Sorry if the code isn't that readable but I hope it helps.
"Now iterate over all vertices and check if Bob can reach this vertex earlier than Alice. If he can then update the answer with the lowest vertex that can be reached from this one"
Can anyone please explain this line to me. I've got trouble understanding the editorial to this question
It just means that Bob is checking all nodes that he can reach before Alice catches up to him.
So, we can check all nodes that are reachable under this constraint and find the one having maximum depth.
This will help us find our answer.
Hope this helps...27663362
Hello,
speaking about the tutorial of the problem F did any one mange to implemented like it's explained.
If not can you please reference your submission and give me a few explanation I did see same implementation but I don't get the general idea.
Thank you very much
I did. You can find my code here.
The variable invalid_cnt stores the number of "bad" edges, i.e. edges which introduce an odd-length cycle and hence, destroy bipartiteness. The graph is bipartite iff its value is 0. Also, instead of sum, I have used xor (does not make a difference). You need to merge sets carefully. If you are adding edge (a, b) and merging the respective sets, the distance of a and b to the root change iff the original distances are same (here distance is always 0/1).
Here is an implementation based on the tutorial with clear notes , code, hope it helps you.
In problem D, it's claimed "we can't guarantee we didn't use i in the first melody". But if we use dp[x][i], it means, that the second melody finishes in note i, that's why we can guarantee we didn't use i in the first melody. Do I misunderstand something? Or maybe author meant "we can't guarantee we didn't use y in the first melody"?
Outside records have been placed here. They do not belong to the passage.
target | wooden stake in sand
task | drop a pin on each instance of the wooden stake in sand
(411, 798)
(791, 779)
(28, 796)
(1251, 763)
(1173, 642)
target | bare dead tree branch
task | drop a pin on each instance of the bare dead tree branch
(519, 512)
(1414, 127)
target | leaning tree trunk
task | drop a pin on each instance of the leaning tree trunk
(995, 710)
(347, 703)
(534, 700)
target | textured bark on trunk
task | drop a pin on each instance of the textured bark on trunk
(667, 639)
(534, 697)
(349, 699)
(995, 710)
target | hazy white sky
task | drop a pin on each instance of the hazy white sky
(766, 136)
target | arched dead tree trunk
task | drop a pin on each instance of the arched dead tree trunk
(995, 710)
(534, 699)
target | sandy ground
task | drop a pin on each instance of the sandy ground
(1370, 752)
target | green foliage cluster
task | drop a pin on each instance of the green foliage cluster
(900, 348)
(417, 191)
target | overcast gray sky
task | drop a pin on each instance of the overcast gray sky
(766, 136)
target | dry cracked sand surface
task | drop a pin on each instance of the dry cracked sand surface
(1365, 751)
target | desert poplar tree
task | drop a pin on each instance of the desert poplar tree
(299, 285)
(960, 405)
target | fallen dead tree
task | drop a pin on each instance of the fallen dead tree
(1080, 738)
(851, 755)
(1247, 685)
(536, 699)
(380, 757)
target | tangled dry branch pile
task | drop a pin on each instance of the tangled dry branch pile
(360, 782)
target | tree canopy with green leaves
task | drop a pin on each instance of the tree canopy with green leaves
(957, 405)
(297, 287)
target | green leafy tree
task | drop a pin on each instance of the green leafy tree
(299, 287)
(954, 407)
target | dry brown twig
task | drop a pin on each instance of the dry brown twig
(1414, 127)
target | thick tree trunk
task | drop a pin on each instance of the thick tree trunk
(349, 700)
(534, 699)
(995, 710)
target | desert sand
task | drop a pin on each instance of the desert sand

Consider DP states DP[a1][b] and DP[a2][b], a1<a2<b, i.e. let a2 be the note chosen after a1 in the first sequence. You cannot make this transition as you do not know that path taken by the second melody before it reaches b, it may have itself chosen a2 in its sequence.
Instead, think of it this way. Mark all the indices that appear in either of the two melodies. Iterate over them from left to right. So, if you are at DP[x][y], x<y, you will only consider those indices p such that p>y. If you add p to the first sequence, you get the state DP[y][p]. If you add it to the second, you get the state DP[x][p]. The benefit of doing this is that this will prevent the same index getting chosen by both melodies.
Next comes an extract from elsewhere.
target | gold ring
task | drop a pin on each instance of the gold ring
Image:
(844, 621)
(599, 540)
You can take a look at my code for this approach.
You claim: "...it may have itself chosen a2 in its sequence". In terms of x, y, i, we have x = b, y = a2, i = a1. So, I ask, should it be "we can't guarantee we didn't use y in the first melody"?
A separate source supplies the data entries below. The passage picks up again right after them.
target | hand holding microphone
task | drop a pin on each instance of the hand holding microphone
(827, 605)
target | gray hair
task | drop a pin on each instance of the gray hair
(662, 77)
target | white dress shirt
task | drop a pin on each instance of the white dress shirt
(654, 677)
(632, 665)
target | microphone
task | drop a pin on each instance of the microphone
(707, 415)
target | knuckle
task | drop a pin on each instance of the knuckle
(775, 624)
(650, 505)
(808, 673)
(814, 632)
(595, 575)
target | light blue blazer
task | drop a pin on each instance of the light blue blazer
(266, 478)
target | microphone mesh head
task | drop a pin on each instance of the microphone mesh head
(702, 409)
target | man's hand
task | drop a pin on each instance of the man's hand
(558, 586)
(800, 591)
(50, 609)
First melody ends at i and second ends at b. There exists some y such that i < y < b. We cannot append y to the first melody because we may have used it in the second (leading up to b).
When you say "we may have used it in the second", does it mean y? If yes, it should be "we can't guarantee we didn't use y in the first melody" instead of "we can't guarantee we didn't use i in the first melody" in the editorial.
In your code, can you explain the meaning of the states
DP(i,j)
andDP2(i)
?DP2[i] is the max length of a melody ending at index i.
DP[i][j] is the max sum of lengths of two melodies, which start at i and j.